À l'ère des précieuses et des salons parisiens, faire donner chez soi de la musique est un signe de distinction même et surtout si l'on est de souche bourgeoise comme Colbert, ou comme le Bourgeois gentilhomme de Molière (« Au moins ne manquez pas de tantôt m'envoyer des musiciens pour chanter à table »). À côté de cette utilisation de la musique dans un cadre privé, dans une fonction d'ameublement, pour égayer et décorer les circonstances de la vie, il faut mentionner aussi les concerts privés, où l'on vient pour écouter : les premiers « concerts spirituels » (avant la société fondée officiellement sous ce nom par Philidor au début du XVIIIe s.) sont donnés chez eux par l'organiste Pierre de la Barre, l'abbé Mathieu, Jacques Champion de Chambonnières.
Le « Grand Siècle » voit la naissance à Paris de l'opéra, de la comédie-ballet. Les théâtres dépendent du soutien officiel du pouvoir d'où des intrigues, des rivalités, pour s'assurer des privilèges, occuper les rares lieux de théâtre, écraser la concurrence, notamment celle des théâtres populaires de la Foire, dont sortira pourtant, un siècle plus tard, un des rares genres spécifiquement français : l'opéra-comique. Ces troupes de foire doivent souvent ruser avec les lois qui leur interdisent l'usage de la déclamation et limitent le nombre de leurs musiciens.

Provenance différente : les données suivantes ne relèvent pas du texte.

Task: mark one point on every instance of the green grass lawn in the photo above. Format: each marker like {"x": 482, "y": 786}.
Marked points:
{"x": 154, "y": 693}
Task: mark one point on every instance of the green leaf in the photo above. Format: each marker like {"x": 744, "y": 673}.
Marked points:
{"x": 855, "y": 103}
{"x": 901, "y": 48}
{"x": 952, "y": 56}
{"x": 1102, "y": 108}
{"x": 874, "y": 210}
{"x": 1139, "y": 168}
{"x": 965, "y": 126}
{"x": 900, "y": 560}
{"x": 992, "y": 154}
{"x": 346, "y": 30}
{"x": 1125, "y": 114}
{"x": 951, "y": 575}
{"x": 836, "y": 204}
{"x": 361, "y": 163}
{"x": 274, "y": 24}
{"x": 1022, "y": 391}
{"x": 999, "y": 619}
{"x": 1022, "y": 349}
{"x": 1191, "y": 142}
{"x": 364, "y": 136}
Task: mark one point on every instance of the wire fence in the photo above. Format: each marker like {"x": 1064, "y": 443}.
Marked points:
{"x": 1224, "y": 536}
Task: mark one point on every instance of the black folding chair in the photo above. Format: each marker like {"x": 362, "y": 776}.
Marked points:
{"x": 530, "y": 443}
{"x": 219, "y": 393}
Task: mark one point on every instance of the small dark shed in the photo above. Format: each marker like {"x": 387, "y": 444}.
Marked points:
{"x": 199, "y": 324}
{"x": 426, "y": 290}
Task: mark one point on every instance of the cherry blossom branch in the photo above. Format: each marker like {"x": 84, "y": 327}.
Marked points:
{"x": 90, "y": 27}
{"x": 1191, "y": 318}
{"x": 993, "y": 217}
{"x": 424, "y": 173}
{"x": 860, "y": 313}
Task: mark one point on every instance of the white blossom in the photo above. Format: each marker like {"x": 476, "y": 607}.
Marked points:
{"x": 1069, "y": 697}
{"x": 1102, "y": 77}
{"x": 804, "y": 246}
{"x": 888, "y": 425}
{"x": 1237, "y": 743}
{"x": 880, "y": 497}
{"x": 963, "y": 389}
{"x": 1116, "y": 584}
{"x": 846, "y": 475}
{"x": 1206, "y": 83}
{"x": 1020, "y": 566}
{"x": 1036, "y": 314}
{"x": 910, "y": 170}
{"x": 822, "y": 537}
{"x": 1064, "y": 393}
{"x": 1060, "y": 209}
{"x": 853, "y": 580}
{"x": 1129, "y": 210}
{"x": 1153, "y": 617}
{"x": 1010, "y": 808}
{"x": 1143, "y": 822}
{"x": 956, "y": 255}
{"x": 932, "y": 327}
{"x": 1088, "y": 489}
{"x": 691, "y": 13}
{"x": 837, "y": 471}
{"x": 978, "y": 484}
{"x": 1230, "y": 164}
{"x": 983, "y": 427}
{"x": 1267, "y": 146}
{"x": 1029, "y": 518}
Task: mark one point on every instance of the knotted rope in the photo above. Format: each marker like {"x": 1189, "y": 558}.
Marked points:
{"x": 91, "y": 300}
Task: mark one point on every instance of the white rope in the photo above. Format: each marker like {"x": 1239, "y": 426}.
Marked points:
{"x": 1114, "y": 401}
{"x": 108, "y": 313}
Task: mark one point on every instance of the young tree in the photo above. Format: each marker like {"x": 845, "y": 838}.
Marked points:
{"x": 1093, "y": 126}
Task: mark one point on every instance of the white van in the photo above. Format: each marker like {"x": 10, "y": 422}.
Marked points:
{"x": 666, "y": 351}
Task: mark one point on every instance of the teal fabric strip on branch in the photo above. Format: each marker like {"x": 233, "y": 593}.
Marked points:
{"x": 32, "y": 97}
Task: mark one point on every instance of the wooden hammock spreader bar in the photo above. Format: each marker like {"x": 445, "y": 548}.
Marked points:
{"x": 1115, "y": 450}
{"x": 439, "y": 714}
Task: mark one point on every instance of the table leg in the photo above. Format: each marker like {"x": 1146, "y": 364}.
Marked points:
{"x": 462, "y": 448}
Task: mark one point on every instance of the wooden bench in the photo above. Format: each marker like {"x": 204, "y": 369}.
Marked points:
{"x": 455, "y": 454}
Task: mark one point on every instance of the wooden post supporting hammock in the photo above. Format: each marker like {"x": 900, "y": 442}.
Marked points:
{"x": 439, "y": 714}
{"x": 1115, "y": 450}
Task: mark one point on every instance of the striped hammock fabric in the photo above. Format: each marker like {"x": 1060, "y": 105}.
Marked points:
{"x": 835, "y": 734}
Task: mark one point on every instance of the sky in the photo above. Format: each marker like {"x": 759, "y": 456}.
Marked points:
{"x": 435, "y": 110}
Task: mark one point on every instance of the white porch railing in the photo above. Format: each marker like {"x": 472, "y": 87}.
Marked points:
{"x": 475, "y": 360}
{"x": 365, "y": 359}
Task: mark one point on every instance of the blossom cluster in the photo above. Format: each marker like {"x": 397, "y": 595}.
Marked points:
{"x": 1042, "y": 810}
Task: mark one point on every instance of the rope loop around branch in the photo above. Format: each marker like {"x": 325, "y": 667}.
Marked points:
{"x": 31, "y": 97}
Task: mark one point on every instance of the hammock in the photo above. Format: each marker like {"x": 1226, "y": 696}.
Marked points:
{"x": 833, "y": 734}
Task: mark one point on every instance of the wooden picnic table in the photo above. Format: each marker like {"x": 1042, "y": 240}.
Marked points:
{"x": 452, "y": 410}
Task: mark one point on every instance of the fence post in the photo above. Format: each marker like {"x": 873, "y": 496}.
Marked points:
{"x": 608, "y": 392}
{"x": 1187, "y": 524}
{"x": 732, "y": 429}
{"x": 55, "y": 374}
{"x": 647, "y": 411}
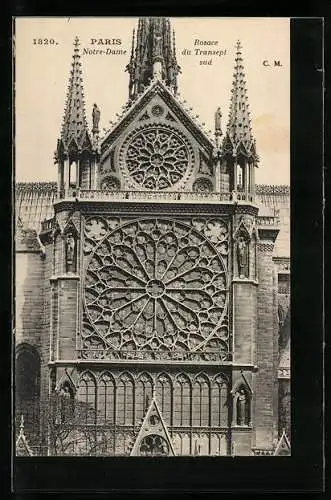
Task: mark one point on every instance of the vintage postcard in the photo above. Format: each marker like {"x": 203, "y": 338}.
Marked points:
{"x": 152, "y": 237}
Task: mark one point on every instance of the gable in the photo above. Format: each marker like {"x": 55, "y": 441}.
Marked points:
{"x": 156, "y": 145}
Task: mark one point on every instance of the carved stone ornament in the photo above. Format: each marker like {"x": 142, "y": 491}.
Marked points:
{"x": 157, "y": 285}
{"x": 156, "y": 157}
{"x": 203, "y": 186}
{"x": 242, "y": 256}
{"x": 110, "y": 183}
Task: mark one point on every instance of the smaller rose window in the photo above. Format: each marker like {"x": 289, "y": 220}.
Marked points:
{"x": 203, "y": 186}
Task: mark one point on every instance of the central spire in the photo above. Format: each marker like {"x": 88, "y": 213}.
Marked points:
{"x": 153, "y": 55}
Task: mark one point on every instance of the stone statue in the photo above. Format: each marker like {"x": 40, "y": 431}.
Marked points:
{"x": 242, "y": 255}
{"x": 70, "y": 253}
{"x": 95, "y": 117}
{"x": 241, "y": 408}
{"x": 218, "y": 120}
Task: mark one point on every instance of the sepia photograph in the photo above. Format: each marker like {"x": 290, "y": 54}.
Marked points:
{"x": 152, "y": 237}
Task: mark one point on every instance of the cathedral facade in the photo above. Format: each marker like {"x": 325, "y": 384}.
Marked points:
{"x": 152, "y": 305}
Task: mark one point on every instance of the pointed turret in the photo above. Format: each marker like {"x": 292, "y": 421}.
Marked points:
{"x": 22, "y": 446}
{"x": 76, "y": 149}
{"x": 239, "y": 147}
{"x": 152, "y": 56}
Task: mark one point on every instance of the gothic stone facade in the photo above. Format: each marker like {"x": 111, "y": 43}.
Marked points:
{"x": 147, "y": 317}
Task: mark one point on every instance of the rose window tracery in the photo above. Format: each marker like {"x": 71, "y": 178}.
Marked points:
{"x": 155, "y": 284}
{"x": 157, "y": 158}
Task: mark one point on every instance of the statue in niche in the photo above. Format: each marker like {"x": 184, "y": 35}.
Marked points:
{"x": 242, "y": 255}
{"x": 218, "y": 120}
{"x": 242, "y": 408}
{"x": 95, "y": 117}
{"x": 65, "y": 403}
{"x": 70, "y": 253}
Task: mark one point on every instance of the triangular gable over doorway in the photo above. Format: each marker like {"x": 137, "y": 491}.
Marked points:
{"x": 153, "y": 438}
{"x": 283, "y": 447}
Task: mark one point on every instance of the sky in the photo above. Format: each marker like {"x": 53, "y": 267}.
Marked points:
{"x": 42, "y": 75}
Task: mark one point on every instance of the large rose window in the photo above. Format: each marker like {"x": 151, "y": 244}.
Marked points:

Dans le théâtre officiel, les tragédies données à l'hôtel de Bourgogne sont souvent accompagnées d'intermèdes et de numéros musicaux, dont Charpentier, Lalande, Mouret, Raison fournissent les musiques. Beaucoup plus riche en éléments musicaux et chorégraphiques, la comédie-ballet naît avec la collaboration de Lully et Molière. Les salles sont encore en nombre limité. Au théâtre du Marais, on représente entre 1634 et 1673 des pièces « à machines » ou des opéras comme l'Ercole amante de Cavalli, donné en 1662.
Encouragé par l'appui de Mazarin, jusqu'à la mort de ce dernier en 1661, le librettiste Pierre Perrin demande l'autorisation de créer une Académie d'opéra française pour « représenter des pièces en vers et en musique, avec danses et machines ». Le privilège est finalement accordé en 1669, et l'œuvre que l'on considère comme le premier opéra français, Pomone, musique de Cambert, livret de Perrin, est créée en 1671 dans la salle dite « de la Bouteille », près de la rue de Seine, sur la rive gauche. Lully reprendra à Perrin son privilège, et, investissant une nouvelle salle rue de Vaugirard (salle du Bel-Air), il crée en 1673 son Cadmus et Hermione. La mort de Molière lui donne l'occasion de reprendre à la troupe de celui-ci la salle du Palais-Royal (l'ancienne, aujourd'hui disparue) que Molière avait partagée avec les Comédiens-Italiens.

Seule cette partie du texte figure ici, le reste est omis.